In due course, I will issue your employee with PIN number which he/she must quote in dealings with me. I regret that it cannot be shorter than 28 digits but, again, I have modelled it on the number of button presses required of me to access my account balance on your phone bank service. As they say, imitation is the sincerest form of flattery.

Let me level the playing field even further. When you call me, press buttons as follows:

1 – To make an appointment to see me.
2 – To query a missing payment.
3 – To transfer the call to my living room in case I am there.
4 – To transfer the call to my bedroom in case I am sleeping.
5 – To transfer the call to my toilet in case I am attending to nature.
6 – to transfer the call to my mobile phone if I am not at home.
7 – To leave a message on my computer (a password to access my computer is required. A password will be communicated to you at a later date to the Authorized Contact.)
8 – To return to the main menu and to listen to options 1 through to 8.
9 – To make a general complaint or inquiry, the contact will then be put on hold, pending the attention of my automated answering service.

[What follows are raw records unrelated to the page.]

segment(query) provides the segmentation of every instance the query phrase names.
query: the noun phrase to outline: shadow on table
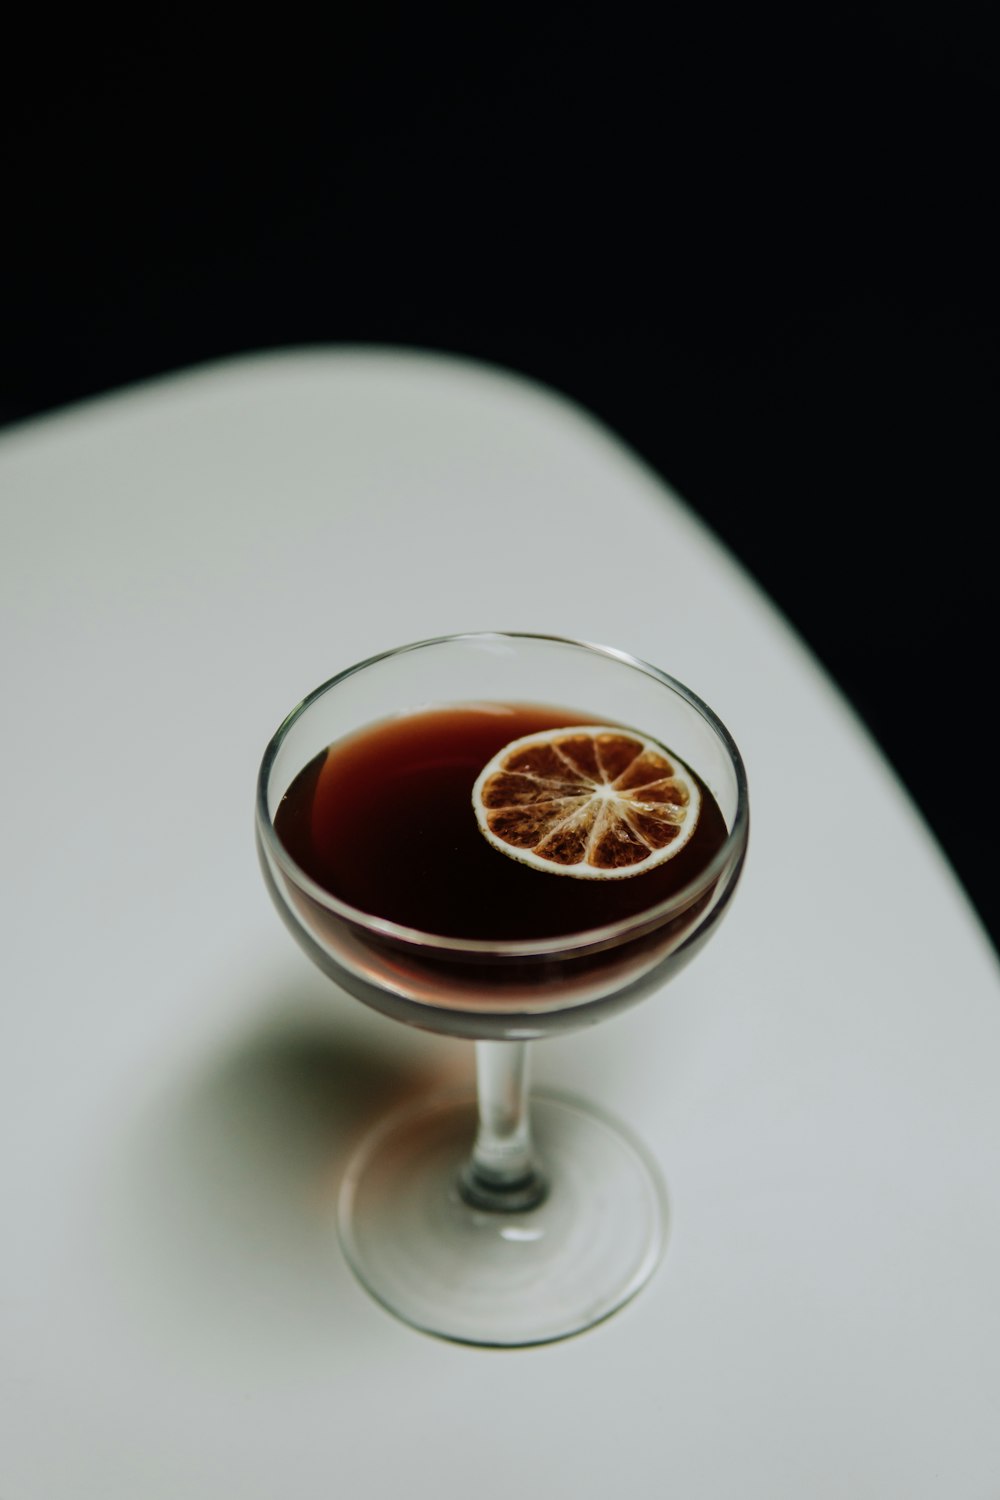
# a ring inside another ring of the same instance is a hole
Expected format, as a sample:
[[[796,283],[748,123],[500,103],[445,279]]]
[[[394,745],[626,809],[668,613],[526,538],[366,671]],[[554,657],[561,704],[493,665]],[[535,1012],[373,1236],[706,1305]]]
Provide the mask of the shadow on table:
[[[319,1012],[306,988],[261,1009],[157,1095],[109,1205],[119,1292],[185,1345],[195,1324],[201,1345],[270,1348],[334,1338],[345,1303],[370,1316],[336,1236],[343,1168],[393,1106],[471,1081],[471,1049],[373,1028],[353,1002]]]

While this may, on occasion, involve a lengthy wait, uplifting music will play for the duration of the call. 

Regrettably, but again following your example, I must also levy an establishment fee to cover the setting up of this new arrangement.

May I wish you a happy, if ever so slightly less prosperous, New Year.

Your Humble Client




(Remember: This was written by a 98 year old woman;
DOESN’T SHE MAKE YOU PROUD!)


----------



## JockandRita (Jun 1, 2005)

Thanks Grumpyman,

It made me smile.  

Jock.


----------



## annetony (May 1, 2005)

Brilliant :lol: :lol: :lol: 
Anne


----------



## G2EWS (May 1, 2006)

Absolutely priceless!

Well done.

Chris


----------



## 97993 (Mar 5, 2006)

Quality at its best :lol: 
Geo


----------



## Malc (May 9, 2005)

........or how to get a loan & morgage aged 98! I have read the US version also.
Malc :lol: :lol: :lol:


----------